The peculiar nature of the spectra for this star was noted in the Henry Draper Catalogue and was the subject of a study by W. P. Bidelman published in 1950. He found extremely weak lines of hydrogen, similar to those for Upsilon Sagittarii but at a lower temperature. The data strongly suggested the star has an abnormally low abundance of hydrogen in the stellar atmosphere. Bidelman noted that the radial velocity of the star is variable, demonstrating that it has an unseen companion. Preliminary orbital elements for this single-lined spectroscopic binary were published in 1955 by J. F. Heard and O. Boshko, giving an orbital period of 359.7 days and with eccentricity of 0.27. They found a large mass function of 4.5, suggesting that the supergiant has lost mass and the companion is relatively massive. The mass function was revised to 3.6 in 1988, suggesting the secondary is five times more massive than the primary. Although the Gaia parallax is small (and the Hipparcos parallax is negative), KS Persei is thought to be less than 1,000 pc away. Older studies have suggested distances up to 3,900 pc.
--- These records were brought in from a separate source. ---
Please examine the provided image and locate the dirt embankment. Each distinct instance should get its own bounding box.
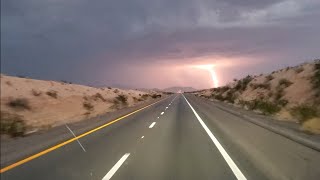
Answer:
[194,60,320,134]
[0,75,163,136]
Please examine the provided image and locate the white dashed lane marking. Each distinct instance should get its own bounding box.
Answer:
[102,153,130,180]
[149,122,156,128]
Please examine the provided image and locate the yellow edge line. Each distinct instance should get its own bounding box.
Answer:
[0,98,166,173]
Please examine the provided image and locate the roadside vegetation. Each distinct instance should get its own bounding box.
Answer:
[0,112,27,137]
[7,98,31,110]
[193,60,320,134]
[46,90,58,99]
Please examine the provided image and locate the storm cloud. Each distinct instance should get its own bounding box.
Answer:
[1,0,320,88]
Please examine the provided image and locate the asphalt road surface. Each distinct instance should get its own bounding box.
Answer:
[1,94,320,180]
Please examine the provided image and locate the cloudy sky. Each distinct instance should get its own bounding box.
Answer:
[1,0,320,88]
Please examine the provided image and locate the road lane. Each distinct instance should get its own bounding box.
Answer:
[1,95,320,180]
[186,95,320,180]
[1,96,174,180]
[113,95,236,180]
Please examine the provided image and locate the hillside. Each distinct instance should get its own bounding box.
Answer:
[0,75,161,136]
[195,60,320,134]
[163,87,197,93]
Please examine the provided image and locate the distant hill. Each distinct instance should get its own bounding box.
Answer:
[163,87,197,93]
[194,60,320,134]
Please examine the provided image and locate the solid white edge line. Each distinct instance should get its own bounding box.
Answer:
[64,124,86,152]
[183,95,247,180]
[102,153,130,180]
[149,122,156,128]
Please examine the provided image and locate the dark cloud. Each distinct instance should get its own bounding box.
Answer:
[1,0,320,86]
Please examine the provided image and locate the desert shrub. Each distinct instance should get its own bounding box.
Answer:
[17,75,27,78]
[6,81,12,86]
[151,94,161,99]
[234,76,253,91]
[115,94,128,105]
[251,100,281,115]
[46,90,58,99]
[224,90,237,103]
[0,112,27,137]
[239,100,281,115]
[250,82,271,90]
[92,93,107,102]
[212,94,225,101]
[31,89,42,96]
[7,98,31,110]
[294,66,304,74]
[141,94,149,100]
[290,105,320,123]
[279,78,293,88]
[276,99,289,107]
[83,95,89,101]
[214,86,230,94]
[311,61,320,97]
[82,101,94,111]
[266,75,274,82]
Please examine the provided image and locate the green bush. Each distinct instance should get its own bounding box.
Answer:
[290,105,319,123]
[7,98,31,110]
[0,112,27,137]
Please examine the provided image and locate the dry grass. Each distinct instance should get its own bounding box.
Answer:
[31,89,42,96]
[82,101,94,111]
[0,112,27,137]
[46,90,58,99]
[302,117,320,134]
[7,98,31,110]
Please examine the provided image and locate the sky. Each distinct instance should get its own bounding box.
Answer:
[1,0,320,89]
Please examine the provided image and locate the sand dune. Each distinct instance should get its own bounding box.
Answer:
[1,75,159,134]
[195,60,320,134]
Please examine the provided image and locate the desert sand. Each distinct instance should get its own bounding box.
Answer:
[194,60,320,134]
[1,75,159,134]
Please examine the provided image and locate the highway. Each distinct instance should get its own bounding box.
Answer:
[1,94,320,180]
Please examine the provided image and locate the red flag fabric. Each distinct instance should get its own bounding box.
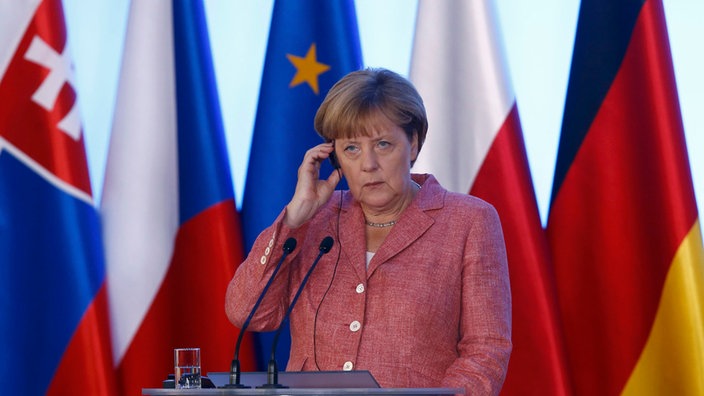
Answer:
[547,0,704,395]
[411,0,570,395]
[101,1,254,395]
[0,0,116,395]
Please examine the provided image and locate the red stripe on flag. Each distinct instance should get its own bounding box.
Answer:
[46,284,116,396]
[0,0,91,195]
[548,1,697,394]
[118,200,255,395]
[470,103,570,395]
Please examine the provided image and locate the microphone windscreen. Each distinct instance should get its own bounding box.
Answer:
[319,236,335,253]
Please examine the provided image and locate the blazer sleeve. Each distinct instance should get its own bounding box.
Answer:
[443,204,512,395]
[225,209,307,331]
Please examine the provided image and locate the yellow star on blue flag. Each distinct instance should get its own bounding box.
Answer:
[242,0,363,371]
[286,43,330,95]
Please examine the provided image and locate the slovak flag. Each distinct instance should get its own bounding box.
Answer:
[0,0,115,395]
[101,0,254,395]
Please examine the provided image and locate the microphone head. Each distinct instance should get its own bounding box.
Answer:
[284,237,296,253]
[319,236,335,253]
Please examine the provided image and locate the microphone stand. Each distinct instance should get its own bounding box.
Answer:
[220,238,296,389]
[257,236,334,389]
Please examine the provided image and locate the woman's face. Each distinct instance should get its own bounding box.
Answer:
[335,114,418,214]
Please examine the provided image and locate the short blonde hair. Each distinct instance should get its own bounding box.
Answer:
[314,68,428,164]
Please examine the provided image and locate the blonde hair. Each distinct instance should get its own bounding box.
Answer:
[314,68,428,164]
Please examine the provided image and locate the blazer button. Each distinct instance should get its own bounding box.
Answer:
[350,320,362,331]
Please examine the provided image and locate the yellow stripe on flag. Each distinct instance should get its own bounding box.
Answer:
[622,221,704,396]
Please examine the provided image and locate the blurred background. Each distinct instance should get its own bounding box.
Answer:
[63,0,704,224]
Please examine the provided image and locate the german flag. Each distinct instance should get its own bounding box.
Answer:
[547,0,704,395]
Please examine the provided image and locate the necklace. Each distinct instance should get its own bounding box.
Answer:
[365,220,396,228]
[364,180,421,228]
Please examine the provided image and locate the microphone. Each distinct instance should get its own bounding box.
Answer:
[220,238,296,389]
[257,236,334,389]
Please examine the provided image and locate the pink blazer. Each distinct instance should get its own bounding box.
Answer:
[225,175,512,395]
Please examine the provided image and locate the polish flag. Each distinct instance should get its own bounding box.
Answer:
[101,1,254,395]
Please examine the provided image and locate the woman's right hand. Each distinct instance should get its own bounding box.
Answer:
[283,142,341,228]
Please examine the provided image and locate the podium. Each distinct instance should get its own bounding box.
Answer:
[142,371,464,396]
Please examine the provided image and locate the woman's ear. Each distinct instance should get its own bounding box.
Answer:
[411,132,418,164]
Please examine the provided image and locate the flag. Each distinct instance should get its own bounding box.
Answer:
[101,0,254,395]
[410,0,569,395]
[0,0,116,395]
[242,0,362,370]
[547,0,704,395]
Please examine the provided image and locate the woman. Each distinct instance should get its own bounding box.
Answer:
[226,69,511,395]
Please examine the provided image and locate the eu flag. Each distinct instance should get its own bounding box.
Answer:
[242,0,362,366]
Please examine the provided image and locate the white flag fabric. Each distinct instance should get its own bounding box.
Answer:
[411,0,570,395]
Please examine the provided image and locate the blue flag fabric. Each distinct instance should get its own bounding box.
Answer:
[242,0,362,369]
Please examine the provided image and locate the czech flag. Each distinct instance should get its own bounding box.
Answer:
[101,0,254,395]
[0,0,116,395]
[411,0,569,395]
[547,0,704,395]
[242,0,362,370]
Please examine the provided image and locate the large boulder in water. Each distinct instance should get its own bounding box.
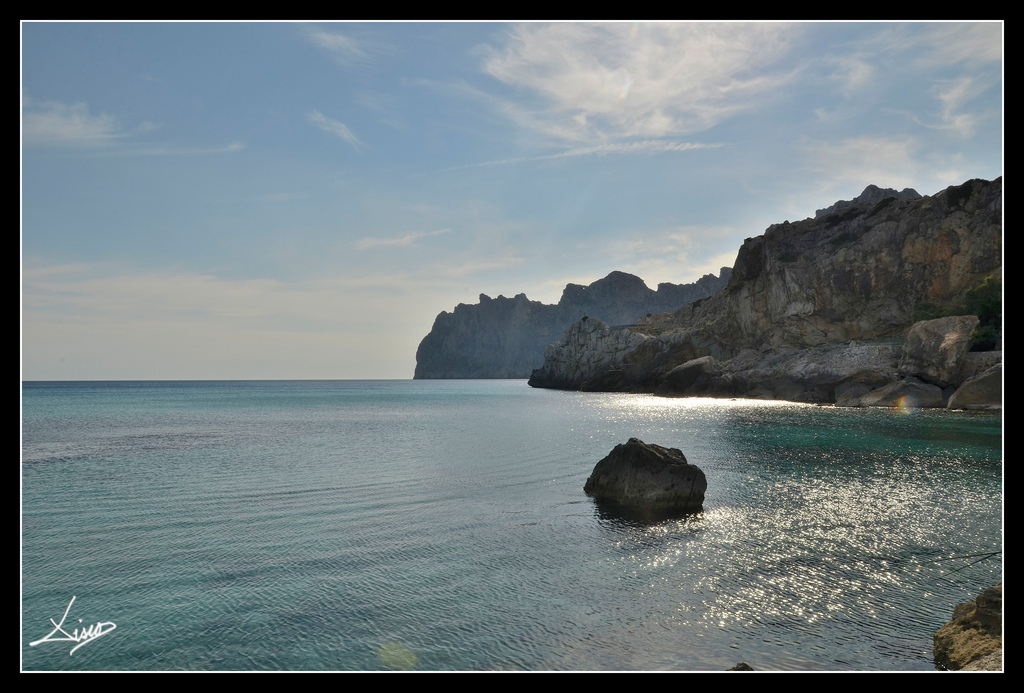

An analysis by G. Wallerstein and associates in 1967 showed that nitrogen is the second most abundant element in the primary, likely as a result of carbon cycling. G. A. Bakos attempted to photometrically detect an eclipse but was unsuccessful. However, he did tentatively detect semiregular variation with a period of ~30 days and an amplitude of 0.1 magnitude. This variability was confirmed by K. Morrison and G. P. H. Willingale in 1987, and they discovered an additional five day cycle. In 1982, J. S. Drilling and D. Schönberner detected a hot companion from spectra collected by the International Ultraviolet Explorer. The system is an infrared source, and models of the infrared flux suggest it is being emitted by circumstellar dust heated to 1100 K. It is possible that the companion is obscured by dust.